Constraints on dark matter to dark radiation conversion in the late universe with DES-Y1 and external data
Angela Chen, Dragan Huterer, Sujeong Lee, Agn\`es Fert\'e, Noah, Weaverdyck, Otavio Alonso Alves, C. Danielle Leonard, Niall MacCrann, Marco, Raveri, Anna Porredon, Eleonora Di Valentino, Jessica Muir, Pablo Lemos,, Andrew Liddle, Jonathan Blazek, Andresa Campos, Ross Cawthon

TL;DR
This study investigates models where dark matter converts to dark radiation at low redshifts, using multiple datasets to constrain the conversion rate and assess impacts on cosmological tensions.
Contribution
It introduces and constrains a DMDR model with two parameters, analyzing its effects on cosmological observables and tensions using combined observational data.
Findings
Constraints on dark matter conversion fraction: <0.32 (DES-Y1), <0.030 (CMB+SN+BAO)

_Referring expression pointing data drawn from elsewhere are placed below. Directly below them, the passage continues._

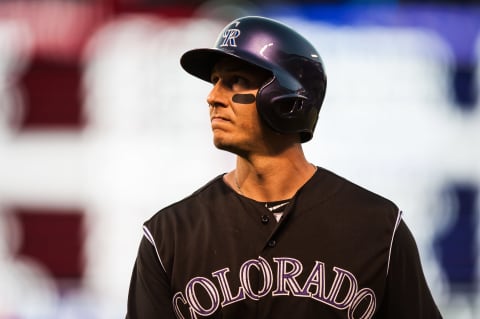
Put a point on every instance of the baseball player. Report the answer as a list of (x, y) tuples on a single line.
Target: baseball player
[(277, 237)]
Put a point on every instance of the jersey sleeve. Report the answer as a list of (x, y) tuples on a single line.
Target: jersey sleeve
[(149, 295), (407, 295)]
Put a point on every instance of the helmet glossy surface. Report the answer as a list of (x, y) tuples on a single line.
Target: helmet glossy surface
[(291, 100)]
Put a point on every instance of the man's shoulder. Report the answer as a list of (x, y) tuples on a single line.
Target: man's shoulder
[(347, 190), (199, 197)]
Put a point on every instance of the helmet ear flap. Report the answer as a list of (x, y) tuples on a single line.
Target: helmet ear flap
[(285, 110)]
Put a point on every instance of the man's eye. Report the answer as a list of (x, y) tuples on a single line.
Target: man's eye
[(239, 82), (214, 79)]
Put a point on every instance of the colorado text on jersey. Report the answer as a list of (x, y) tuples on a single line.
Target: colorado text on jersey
[(359, 303)]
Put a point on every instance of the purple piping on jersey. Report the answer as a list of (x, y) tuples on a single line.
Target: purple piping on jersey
[(149, 236), (399, 219)]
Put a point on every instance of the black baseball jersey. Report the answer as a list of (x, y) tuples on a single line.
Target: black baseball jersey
[(338, 251)]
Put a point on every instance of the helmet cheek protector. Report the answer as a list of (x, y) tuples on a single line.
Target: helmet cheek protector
[(290, 101)]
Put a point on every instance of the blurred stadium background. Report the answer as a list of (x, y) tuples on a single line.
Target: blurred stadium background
[(100, 128)]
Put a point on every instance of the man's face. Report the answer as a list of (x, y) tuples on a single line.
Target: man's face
[(234, 119)]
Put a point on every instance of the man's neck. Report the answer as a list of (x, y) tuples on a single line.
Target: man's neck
[(270, 179)]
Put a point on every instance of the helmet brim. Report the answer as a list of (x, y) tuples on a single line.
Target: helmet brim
[(200, 62)]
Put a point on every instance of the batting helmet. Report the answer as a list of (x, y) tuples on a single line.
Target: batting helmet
[(290, 101)]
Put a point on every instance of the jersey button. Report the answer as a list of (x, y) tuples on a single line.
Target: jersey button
[(265, 219)]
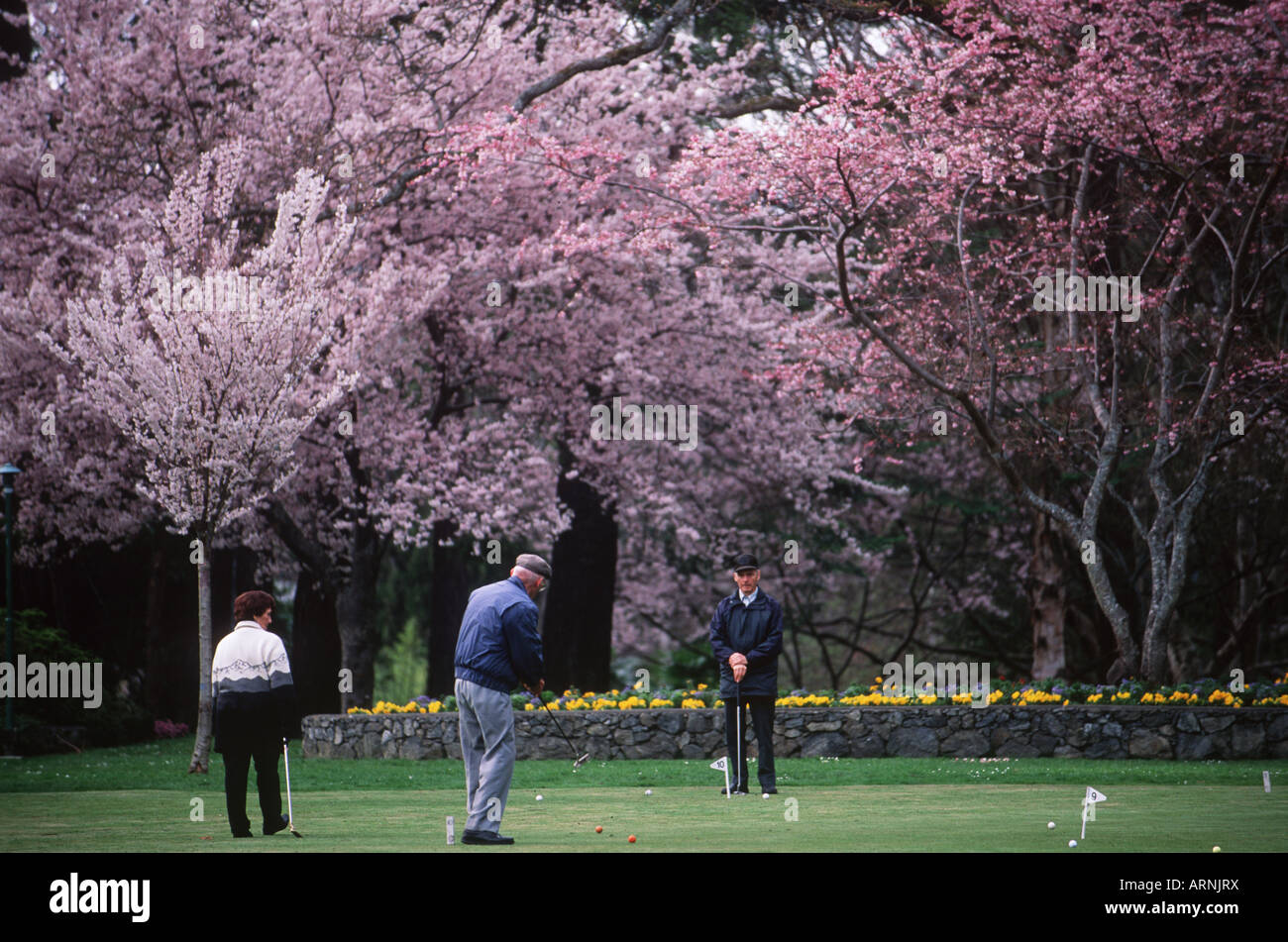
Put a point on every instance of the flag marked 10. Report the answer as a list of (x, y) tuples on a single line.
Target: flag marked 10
[(1090, 802)]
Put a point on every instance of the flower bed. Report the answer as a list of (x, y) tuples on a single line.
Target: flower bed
[(1129, 692)]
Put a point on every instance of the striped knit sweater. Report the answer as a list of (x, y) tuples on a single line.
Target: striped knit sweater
[(254, 690)]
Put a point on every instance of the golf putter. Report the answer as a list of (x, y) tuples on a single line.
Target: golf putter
[(580, 758), (290, 812)]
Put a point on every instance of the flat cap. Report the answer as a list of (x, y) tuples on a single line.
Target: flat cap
[(533, 564)]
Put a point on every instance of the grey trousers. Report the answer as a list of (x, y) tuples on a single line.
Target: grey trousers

Slight reduction in tension between DES and CMB+SN+BAO datasets
No significant improvement in Hubble tension or model preference over ΛCDM
Abstract
We study a phenomenological class of models where dark matter converts to dark radiation in the low redshift epoch. This class of models, dubbed DMDR, characterizes the evolution of comoving dark matter density with two extra parameters, and may be able to help alleviate the observed discrepancies between early- and late-time probes of the universe. We investigate how the conversion affects key cosmological observables such as the CMB temperature and matter power spectra. Combining 3x2pt data from Year 1 of the Dark Energy Survey, {\it Planck}-2018 CMB temperature and polarization data, supernovae (SN) Type Ia data from Pantheon, and baryon acoustic oscillation (BAO) data from BOSS DR12, MGS and 6dFGS, we place new constraints on the amount of dark matter that has converted to dark radiation and the rate of this conversion. The fraction of the dark matter that has converted since the…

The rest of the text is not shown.